In that regard, PhinisheD/FinishEdD is doing exactly what Jean envisioned. Although primarily intended for doctoral-degree seekers and holders who are people of color or first-generation, the private page has members from various ethnic groups in countries beyond the United States, including Canada, China, Nigeria, the United Kingdom and United Arab Emirates. About 70 percent are women.

“I noticed others using Facebook as a toy, not a tool,” said Jean. “I set it up as a motivation and resource page, and by the end of the first month I had 1,000 members. I started updating it more and posting pictures, and it just took off and has become an unbelievable network that helps people stay on task and be motivated.”

The page is a forum for soliciting and offering specific advice, seeking and providing encouragement and celebrating milestones up to and through degree completion. As added motivation, new graduates usually tag #WhoGotNext when posting their picture and announcement.

“People develop accountability partners through the page,” said Jean, who earned an Ed.D. in higher education leadership at Seton Hall University.

Observing need and growing demand for support among doctoral students, Jean expanded the mission of PhinisheD/FinishEdD to include a summit for doctoral students each semester. The next one, March 30 in New York City, is on track to have 100 attendees, quadrupling attendance last fall, he said.

Jean, the U.S.-born child of Haitian immigrants, attended a magnet school in New Jersey. When he was in the eighth grade, his father died and his grades plummeted.

But thanks to a program for low-income, highly motivated students – the very program he now directs – Jean eventually got his groove back and earned a bachelor’s degree in public communications at Ramapo College of New Jersey and a master’s degree in higher education counseling at Montclair State University.

He decided to earn a doctoral degree, and credits participation in a conference for minority doctoral students through SREB as a tremendous support. That experience inspired him to create new pathways to doctoral degrees for underrepresented students like him, including his first doctoral summit at Montclair State in fall 2016.

Jean has given more than 600 keynote speeches, presentations and trainings across the nation, primarily for graduate students. His mission, he said, is inspired by Dr. Ansley Abraham and Abraham’s work as founding director of the Southern Regional Education Board (SREB) State Doctoral Scholars Program in Atlanta.
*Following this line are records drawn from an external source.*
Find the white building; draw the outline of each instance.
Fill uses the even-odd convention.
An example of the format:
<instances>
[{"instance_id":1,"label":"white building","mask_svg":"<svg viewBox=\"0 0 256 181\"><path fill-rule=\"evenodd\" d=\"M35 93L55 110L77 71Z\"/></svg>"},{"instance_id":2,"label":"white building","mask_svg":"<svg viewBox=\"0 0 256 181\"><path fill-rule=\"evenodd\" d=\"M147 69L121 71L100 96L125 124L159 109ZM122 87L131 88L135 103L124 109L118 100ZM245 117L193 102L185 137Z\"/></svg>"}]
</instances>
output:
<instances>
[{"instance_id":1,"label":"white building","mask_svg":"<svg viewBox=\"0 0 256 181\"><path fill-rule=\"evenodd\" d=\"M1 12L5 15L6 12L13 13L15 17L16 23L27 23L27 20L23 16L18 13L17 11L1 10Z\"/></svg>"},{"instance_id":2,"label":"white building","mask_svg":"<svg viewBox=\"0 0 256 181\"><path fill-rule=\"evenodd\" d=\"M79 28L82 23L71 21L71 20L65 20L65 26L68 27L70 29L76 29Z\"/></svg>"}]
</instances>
Now in its 26th year, the program presents various initiatives, including hosting the largest gathering of minority doctoral students in the nation. It has directly supported nearly 1,700 scholars, with about 80 percent of its nearly 1,000 graduates working in education, said Abraham.

Those alums include Jean, whose passion and efforts to create diverse communities of scholars and increase inclusion in academia were praised by Abraham.

“I love what he’s doing,” said Abraham. “We need a whole lot more Daniel Jeans out there, understanding what the issues are and really trying to push this system in a way it’s not used to being pushed. He’s been very, very successful.”

Dr. Renetta Garrison Tull, associate vice provost for strategic initiatives in the graduate school of University of Maryland Baltimore County’s College of Engineering and Information Technology, met Jean at an SREB conference. She was so impressed with his presentation that the school began bringing him to campus for mentoring in residence and other initiatives.

His innovative methods of mentoring were so helpful at the graduate level that the university has had him also work with undergraduates, she said.

“He has a personal testimony that resonates with students,” said Tull. “He infuses a lot of pop culture, which resonates with students, and he is powerful and affirming.”